The State—which in its actuality must always be a quasi-national state—is thus the supreme unity of Nature and Mind. Its natural basis in land, language, blood, and the many ties which spring therefrom, has to be constantly raised into an intelligent unity through universal interests. But the elements of race and of culture have no essential connexion, and they perpetually incline to wrench themselves asunder. Blood and judgment are for ever at war in the state as in the individual10: the cosmopolitan interest, to which the maxim is Ubi bene, ibi patria, resists the national, which adopts the patriotic watchword of Hector11. The State however has another source of danger in the very principle that gave it birth. It arose through antagonism: it was baptised on the battlefield, and it only lives as it is able to assert itself against a foreign foe. And this circumstance tends to intensify and even pervert its natural basis of nationality:—tends to give the very conception of the political a negative and superficial look. But, notwithstanding all these drawbacks, the State in its Idea is entitled to the name Hobbes gave it,—the Mortal God. Here in a way culminates the obviously objective,—we may almost say, visible and tangible—development of Man and Mind. Here it attains a certain completeness—a union of reality and of ideality: a quasi-immortality, a quasi-universality. What the individual person could not do unaided, he can do in the strength of his commonwealth. Much that in the solitary was but implicit or potential, is in the State actualised.

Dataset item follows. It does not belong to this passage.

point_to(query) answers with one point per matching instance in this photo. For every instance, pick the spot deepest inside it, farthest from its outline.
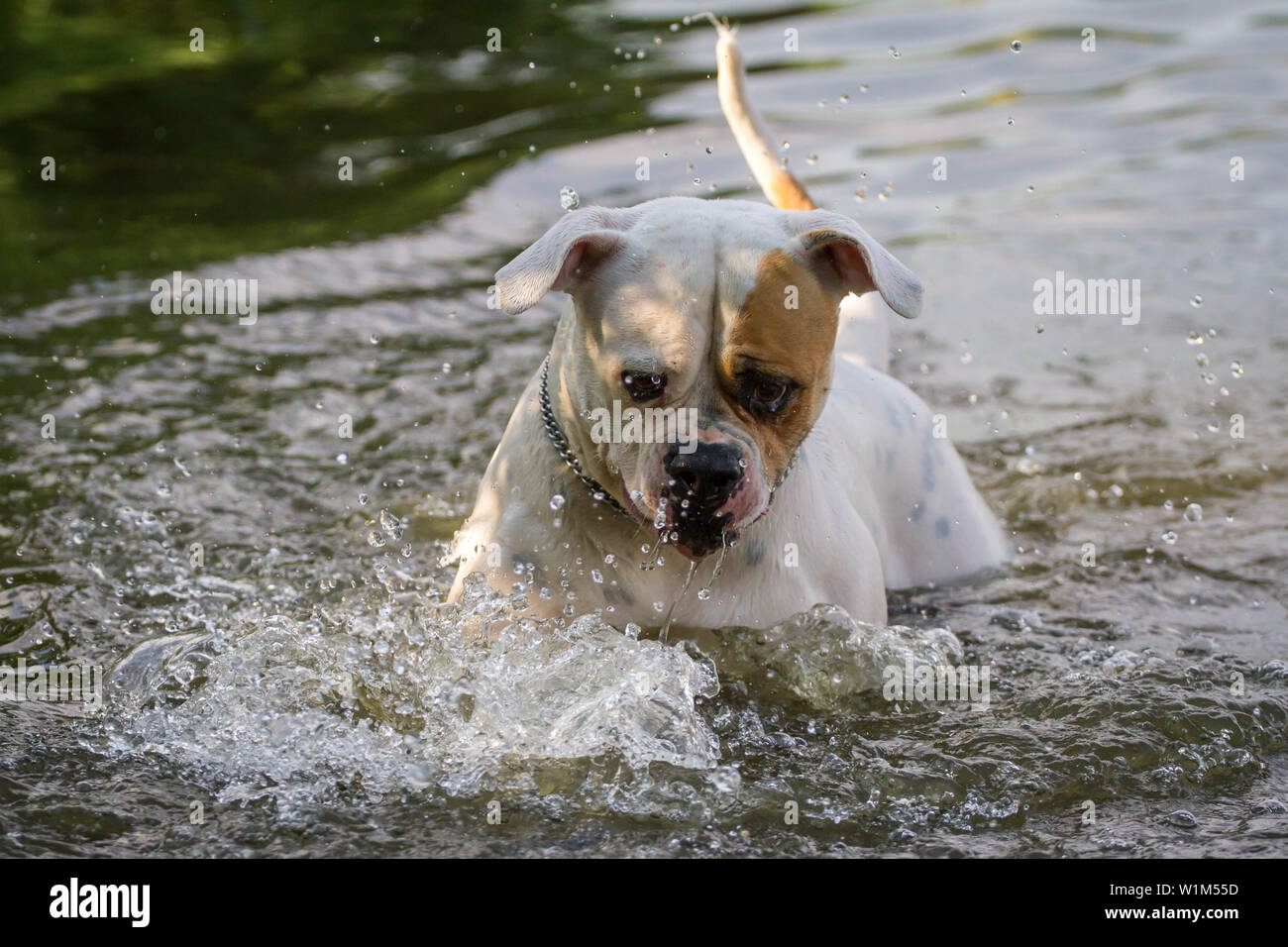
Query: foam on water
(468, 698)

But the God of the State is a mortal God. It is but a national and a limited mind. To be actual, one must at least begin by restricting oneself. Or, rather actuality is rational, but always with a conditioned and a relative rationality12: it is in the realm of action and re-action,—in the realm of change and nature. It has warring forces outside it,—warring forces inside it. Its unity is never perfect: because it never produces a true identity of interests within, or maintains an absolute independence without. Thus the true and real State—the State in its Idea—the realisation of concrete humanity,—of Mind as the fullness and unity of nature—is not reached in any single or historical State: but floats away, when we try to seize it, into the endless progress of history. Always indeed the State, the historical and objective, points beyond itself. It does so first in the succession of times. Die Weltgeschichte ist das Weltgericht.13 And in that doom of the world the eternal blast sweeps along the successive generations of the temporal, one expelling another from the stage of time—each because it is inadequate to the Idea which it tried to express, and has succumbed to an enemy from without because it was not a real and true unity within.

But if temporal flees away before another temporal, it abides in so far as it has, however inadequately, given expression and visible reality—as it points inward and upward—to the eternal. The earthly state is also the city of God; and if the republic of Plato seems to find scant admission into the reality of flesh and blood, it stands eternal as a witness in the heaven of idea. Behind the fleeting succession of consulates and dictatures, of aristocracy and empire, feuds of plebeian with patrician, in that apparent anarchy of powers which the so-called Roman constitution is to the superficial observer, there is the eternal Rome, one, strong, victorious, semper eadem: the Rome of Virgil and Justinian, the ghost whereof still haunts with memories the seven-hilled city, but which with full spiritual presence lives in the law, the literature, the manners of the modern world. To find fitter expression for this Absolute Mind than it has in the Ethical community—to reach that reality of which the moral world is but one-sidedly representative—is the work of Art, Religion, and Philosophy. And to deal with these efforts to find the truth and the unity of Mind and Nature is the subject of Hegel's third Section.